Nous devons nous intéresser à tous les outils permettant de stabiliser les cours du vrac et les volumes mis en marché. Ces dernières années, nous avons mis en place du Volume Complémentaire Individuel (VCI), du Volume Substituable Individuel (VSI), des réserves interprofessionnelles. Pour autant, une grosse récolte peut toujours faire décrocher les prix, nous l’avons après celle de 2023. Avec les administrateurs de l’Organisme de Défense et de Gestion (ODG), il nous a donc paru utile d’évoquer la piste de l’Organisation de Producteurs (OP) ». Pour Lionel Gosseaume, président de l’ODG Touraine, il ne faut pas s’interdire de réfléchir sur ce sujet, vivement contesté par les Vignerons indépendants de France, mais prôné par d’autres professionnels de la filière. « Une organisation de producteurs permet de concentrer l’offre pour négocier ensemble avec les acheteurs de façon plus équilibrée, souligne Lionel Gosseaume. Cette démarche n’est actuellement pas autorisée en viticulture. Mais pour notre AOC Touraine blanc, elle serait intéressante, tant l’enjeu de la première mise en marché y est central : plus des deux-tiers des ventes se font au négoce. Le cours du vrac est stratégique, y compris pour les vignerons vendant en direct, il conditionne la bonne santé de notre appellation ».

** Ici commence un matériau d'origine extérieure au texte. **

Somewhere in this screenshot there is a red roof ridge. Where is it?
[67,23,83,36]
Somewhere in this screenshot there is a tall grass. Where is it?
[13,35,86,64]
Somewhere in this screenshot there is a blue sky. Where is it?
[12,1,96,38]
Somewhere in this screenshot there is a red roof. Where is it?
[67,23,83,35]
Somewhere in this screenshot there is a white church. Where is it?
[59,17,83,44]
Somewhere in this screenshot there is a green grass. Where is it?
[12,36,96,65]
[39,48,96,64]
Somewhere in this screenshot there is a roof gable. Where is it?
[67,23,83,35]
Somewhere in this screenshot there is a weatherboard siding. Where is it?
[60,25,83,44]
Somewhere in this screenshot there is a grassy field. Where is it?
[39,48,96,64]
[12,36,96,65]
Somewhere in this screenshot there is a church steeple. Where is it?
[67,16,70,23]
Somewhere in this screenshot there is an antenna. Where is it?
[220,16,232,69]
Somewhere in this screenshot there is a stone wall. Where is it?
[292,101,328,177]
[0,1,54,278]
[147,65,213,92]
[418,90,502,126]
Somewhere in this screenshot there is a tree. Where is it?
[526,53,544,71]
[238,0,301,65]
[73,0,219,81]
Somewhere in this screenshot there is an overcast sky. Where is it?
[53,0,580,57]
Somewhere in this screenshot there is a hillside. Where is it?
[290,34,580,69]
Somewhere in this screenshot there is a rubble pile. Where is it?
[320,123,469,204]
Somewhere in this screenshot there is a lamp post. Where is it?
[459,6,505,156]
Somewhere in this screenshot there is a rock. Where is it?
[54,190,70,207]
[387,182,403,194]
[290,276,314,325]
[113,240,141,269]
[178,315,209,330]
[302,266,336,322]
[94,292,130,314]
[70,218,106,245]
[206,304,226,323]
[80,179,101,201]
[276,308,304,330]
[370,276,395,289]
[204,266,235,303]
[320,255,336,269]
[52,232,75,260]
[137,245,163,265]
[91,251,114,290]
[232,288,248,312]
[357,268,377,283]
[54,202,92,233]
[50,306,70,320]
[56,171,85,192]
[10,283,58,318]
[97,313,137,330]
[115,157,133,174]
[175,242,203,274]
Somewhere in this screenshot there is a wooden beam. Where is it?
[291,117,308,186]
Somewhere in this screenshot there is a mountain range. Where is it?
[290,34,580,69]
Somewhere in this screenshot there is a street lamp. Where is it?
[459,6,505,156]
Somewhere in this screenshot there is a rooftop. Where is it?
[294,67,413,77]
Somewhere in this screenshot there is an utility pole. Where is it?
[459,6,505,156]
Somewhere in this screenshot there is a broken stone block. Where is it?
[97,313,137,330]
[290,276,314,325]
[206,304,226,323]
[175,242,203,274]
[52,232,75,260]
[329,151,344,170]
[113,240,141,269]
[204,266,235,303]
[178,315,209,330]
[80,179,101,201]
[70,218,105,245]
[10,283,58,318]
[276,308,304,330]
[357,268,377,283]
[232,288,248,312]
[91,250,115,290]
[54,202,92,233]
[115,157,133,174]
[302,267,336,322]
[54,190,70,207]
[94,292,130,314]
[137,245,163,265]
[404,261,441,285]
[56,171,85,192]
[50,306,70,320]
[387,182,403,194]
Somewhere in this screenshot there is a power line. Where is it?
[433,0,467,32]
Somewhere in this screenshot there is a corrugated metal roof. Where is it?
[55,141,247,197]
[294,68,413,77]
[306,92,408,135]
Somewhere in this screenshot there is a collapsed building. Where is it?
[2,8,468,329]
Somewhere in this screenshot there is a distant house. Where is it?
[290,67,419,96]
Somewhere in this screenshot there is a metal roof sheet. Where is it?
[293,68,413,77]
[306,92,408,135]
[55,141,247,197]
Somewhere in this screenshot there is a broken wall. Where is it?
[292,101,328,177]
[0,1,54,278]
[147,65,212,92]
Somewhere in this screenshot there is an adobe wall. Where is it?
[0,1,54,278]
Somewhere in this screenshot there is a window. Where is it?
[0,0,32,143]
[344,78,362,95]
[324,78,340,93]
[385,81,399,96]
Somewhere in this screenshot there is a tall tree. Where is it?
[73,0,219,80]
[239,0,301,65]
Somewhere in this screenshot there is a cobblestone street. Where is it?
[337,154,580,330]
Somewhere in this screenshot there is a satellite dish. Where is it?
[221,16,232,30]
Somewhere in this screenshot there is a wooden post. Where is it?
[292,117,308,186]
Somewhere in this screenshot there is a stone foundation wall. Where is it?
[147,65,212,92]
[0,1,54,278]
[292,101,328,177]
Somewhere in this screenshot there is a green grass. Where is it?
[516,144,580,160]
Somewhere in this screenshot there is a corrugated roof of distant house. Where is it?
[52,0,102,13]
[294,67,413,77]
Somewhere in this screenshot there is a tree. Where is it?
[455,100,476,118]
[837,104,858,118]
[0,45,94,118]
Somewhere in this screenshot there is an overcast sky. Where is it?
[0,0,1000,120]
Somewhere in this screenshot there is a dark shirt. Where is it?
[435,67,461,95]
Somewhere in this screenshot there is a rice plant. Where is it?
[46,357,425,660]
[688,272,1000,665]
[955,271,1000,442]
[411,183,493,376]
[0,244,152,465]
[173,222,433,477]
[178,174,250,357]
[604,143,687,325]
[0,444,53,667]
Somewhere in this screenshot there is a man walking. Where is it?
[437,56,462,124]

Lors de l’assemblée générale de l’ODG Touraine en juillet dernier, le vigneron a invité deux amis qu’il a côtoyés à l’école d’ingénieurs Purpan de Toulouse, deux fins connaisseurs des OP : Jacques Crolais, directeur de la coopérative porcine Evel’Up, et Frédéric Legal, patron d’un hyper Leclerc et co-fondateur d’une coop de services chez Leclerc. « Une organisation de producteurs n’est pas forcément une coopérative, un outil de production », a précisé Jacques Crolais. « En tant qu’acheteurs, nous préférons avoir des interlocuteurs costauds, organisés, fiables sur les volumes et la qualité, a expliqué Frédéric Legal. Avec les producteurs de tomates par exemple, nous avons désormais des rapports équilibrés. Une organisation de producteurs offre aux agriculteurs la possibilité de parler collectivement de prix, de dire ‘nous ne vendons pas à ce prix-là’ ».
Doutes et oppositions
Parmi les vignerons et vigneronnes présents à l’assemblée générale de l’ODG Touraine, certains ont semblé dubitatifs. « Comment gérer en OP les spécificités qualitatives des produits ? », s’est interrogé l’un d’eux. « Se réunir n’empêche pas de segmenter et de monter en gamme », a répondu Frédéric Legal. « Quid de l’image de nos vins en OP ? », a questionné un autre vigneron. « Il n’y a pas d’incompatibilité entre l’image et la massification de l’offre, assure Lionel Gosseaume. Nous avons besoin de volumes, mais aussi d’individualités pour mieux faire connaître l’AOC Touraine. On pâtit tous de la fluctuation des cours du vrac. Une OP peut être intéressante pour une création de valeur plus juste entre production et négoce ».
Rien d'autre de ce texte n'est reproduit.